The flash-cooling time of macromolecular crystal samples depends on several factors [8], e.g., the total volume to be frozen, the crystal size, the type and concentration of the cryoprotectant, and the type of the cryogenic liquid. In order to assess the influence of the latter on crystal quality, ice contamination of the specimen and ultimately the achieved resolution, we here describe an adapted macromolecular flash-cooling procedure based on a newly designed double-chambered device. This device renders the flash-cooling of macromolecular crystals in liquid propane or liquid ethane to a method, which is efficient and compatible with state-of-the-art robotic crystal mounting systems used at synchrotrons. Furthermore, the presented double-chambered device and procedure can be easily and routinely applied in any structural biology laboratory.
Materials and methods
Chemicals
Chemicals used to prepare protein purification and crystallization buffers I and II were purchased from Merck in high grades and if possible, in BioUltra grade. For cryogenic liquid generation, gases of high purity were used, i.e., ethane (Carbagas, 99.995%) and propane (Carbagas, >99.95%). Condensation thereof was performed using pure LN2 (Carbagas, 99.8%).

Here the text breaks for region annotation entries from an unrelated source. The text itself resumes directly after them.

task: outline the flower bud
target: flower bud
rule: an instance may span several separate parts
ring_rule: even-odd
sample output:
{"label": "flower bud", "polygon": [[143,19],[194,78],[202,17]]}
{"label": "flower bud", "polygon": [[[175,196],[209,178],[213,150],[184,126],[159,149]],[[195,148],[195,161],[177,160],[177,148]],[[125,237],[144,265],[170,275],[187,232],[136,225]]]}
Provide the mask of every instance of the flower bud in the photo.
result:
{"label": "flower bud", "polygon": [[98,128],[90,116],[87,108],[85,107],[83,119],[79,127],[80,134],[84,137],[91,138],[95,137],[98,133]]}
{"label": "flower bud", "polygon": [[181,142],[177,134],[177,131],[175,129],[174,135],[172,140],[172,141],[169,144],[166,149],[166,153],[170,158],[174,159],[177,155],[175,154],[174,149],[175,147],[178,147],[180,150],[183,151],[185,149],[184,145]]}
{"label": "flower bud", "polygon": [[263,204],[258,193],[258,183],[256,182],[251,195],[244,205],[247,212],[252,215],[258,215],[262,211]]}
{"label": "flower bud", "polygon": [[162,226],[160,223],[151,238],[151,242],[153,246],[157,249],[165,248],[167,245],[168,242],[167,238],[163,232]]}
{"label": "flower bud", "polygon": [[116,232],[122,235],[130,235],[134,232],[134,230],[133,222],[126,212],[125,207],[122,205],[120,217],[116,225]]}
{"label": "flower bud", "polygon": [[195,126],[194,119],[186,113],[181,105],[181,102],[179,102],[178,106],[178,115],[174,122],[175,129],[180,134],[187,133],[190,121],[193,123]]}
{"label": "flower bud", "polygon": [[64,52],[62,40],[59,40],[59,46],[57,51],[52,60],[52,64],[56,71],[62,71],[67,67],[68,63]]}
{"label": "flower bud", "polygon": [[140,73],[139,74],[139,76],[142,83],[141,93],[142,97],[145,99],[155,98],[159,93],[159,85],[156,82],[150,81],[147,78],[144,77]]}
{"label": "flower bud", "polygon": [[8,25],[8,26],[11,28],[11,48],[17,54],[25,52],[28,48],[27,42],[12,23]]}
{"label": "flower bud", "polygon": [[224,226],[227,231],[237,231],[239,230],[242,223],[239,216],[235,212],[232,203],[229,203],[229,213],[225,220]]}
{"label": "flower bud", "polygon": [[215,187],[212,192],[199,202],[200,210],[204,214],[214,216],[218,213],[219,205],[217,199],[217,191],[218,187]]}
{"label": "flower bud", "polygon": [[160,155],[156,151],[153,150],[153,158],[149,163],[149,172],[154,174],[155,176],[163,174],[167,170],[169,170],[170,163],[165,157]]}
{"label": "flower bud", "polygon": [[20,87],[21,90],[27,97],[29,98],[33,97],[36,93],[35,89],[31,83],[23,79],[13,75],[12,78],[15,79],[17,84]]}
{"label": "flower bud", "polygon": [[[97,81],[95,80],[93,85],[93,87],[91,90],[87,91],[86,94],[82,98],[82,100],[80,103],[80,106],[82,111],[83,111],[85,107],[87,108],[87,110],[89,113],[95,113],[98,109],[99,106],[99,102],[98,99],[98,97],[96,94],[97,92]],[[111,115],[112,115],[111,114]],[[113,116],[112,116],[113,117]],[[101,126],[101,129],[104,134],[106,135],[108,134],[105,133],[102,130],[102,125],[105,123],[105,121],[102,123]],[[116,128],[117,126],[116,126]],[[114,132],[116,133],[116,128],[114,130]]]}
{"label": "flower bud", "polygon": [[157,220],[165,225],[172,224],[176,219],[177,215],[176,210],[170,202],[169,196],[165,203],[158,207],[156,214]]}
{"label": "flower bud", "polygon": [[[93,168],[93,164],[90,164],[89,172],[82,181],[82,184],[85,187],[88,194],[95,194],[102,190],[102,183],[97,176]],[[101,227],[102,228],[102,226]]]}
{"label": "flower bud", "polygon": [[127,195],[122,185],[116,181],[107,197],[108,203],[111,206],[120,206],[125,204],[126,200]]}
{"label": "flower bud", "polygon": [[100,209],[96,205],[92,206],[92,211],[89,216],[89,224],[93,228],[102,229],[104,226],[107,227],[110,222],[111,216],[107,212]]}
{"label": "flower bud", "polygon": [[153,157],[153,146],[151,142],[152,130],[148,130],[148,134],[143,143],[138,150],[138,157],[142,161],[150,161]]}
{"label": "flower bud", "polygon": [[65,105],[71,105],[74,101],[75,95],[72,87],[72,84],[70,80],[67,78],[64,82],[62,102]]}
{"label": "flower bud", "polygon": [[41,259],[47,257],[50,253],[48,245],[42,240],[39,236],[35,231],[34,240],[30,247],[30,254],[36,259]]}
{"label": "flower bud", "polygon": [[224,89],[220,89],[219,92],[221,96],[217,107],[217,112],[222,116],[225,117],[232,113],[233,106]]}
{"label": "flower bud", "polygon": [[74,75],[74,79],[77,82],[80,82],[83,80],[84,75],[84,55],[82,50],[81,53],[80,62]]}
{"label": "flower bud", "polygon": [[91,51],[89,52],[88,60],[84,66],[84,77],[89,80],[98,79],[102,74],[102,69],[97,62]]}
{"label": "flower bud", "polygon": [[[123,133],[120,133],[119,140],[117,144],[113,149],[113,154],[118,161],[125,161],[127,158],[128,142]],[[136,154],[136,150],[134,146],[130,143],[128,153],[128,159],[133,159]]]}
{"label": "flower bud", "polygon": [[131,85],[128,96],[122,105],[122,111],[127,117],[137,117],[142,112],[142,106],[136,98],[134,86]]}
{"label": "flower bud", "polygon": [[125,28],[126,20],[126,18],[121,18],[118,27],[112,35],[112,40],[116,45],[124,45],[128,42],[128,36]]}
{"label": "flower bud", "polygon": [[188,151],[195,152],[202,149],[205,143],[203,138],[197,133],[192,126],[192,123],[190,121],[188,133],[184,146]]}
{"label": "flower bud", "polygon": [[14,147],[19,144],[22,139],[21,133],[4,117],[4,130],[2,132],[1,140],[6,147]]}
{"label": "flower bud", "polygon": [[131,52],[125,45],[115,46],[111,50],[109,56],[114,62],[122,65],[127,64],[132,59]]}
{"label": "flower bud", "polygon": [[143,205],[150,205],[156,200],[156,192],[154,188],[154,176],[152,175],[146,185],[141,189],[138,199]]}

Preparation of protein crystals
Crystals of the monocarboxylate transporter (SfMCT) from the bacterium Syntrophobacter fumaroxidans were obtained as described elsewhere [9, 10]. Briefly, SfMCT was overexpressed in E. coli BL21(DE3) pLysS after induction with 250 μM isopropyl-β-D-thiogalactopyranoside. The protein was purified from lysed bacteria by differential centrifugation steps, solubilization in n-nonyl-β-D-glucopyranoside, followed by nickel affinity chromatography and on-column protease cleavage [11]. Crystals were grown by mixing purified and concentrated SfMCT protein (8 mg/ml) with crystallization buffer I (50 mM HEPES-NaOH pH 7, 5 mM ZnBr2, 30% (v/v) Jeffamine ED-2003) applying the sitting-drop vapor-diffusion method. After 7 days of incubation at 18°C, crystals that grew to comparable size of ~120x50x40 μm were harvested and flash-cooled in various cryogenic liquids by the here described procedure.
For the generation of hen egg-white lysozyme (HEWL) crystals, a solution of HEWL (Merck) at 30 mg/ml in water was mixed in a 1:1 ratio with crystallization buffer II (50 mM Na-acetate pH 4.5, 5% (w/v) NaCl). Applying the sitting-drop vapor-diffusion method, crystals grew after 5–7 days incubation at 18°C as described [12]. Crystals of two different sizes were chosen for the experiments, i.e., larger ones (~150x140x100 μm) and smaller ones (~120x100x80 μm). Prior to flash-cooling, the crystals were soaked in a solution containing 25% (v/v) ethylene glycol, 10% (w/v) NaCl and 100 mM Na-acetate at pH 4.5.
Results and discussion
Flash-cooling of loop-mounted macromolecular crystals, first in a cryogenic liquid such as propane or ethane, and then second rapidly transfer the vitrified sample into LN2 allows to circumvent the solidification of the cryogen but still makes use of their high cooling rates. Furthermore, these vitrified samples are then stored in LN2 and are thus compatible with state-of-the-art robotic crystal mounting systems used at synchrotrons. In order to realize the described procedure and goal, we have designed a flash-cooling double-chambered device (Fig 1), which was then custom made by Spearlab (https://spearlab.com/).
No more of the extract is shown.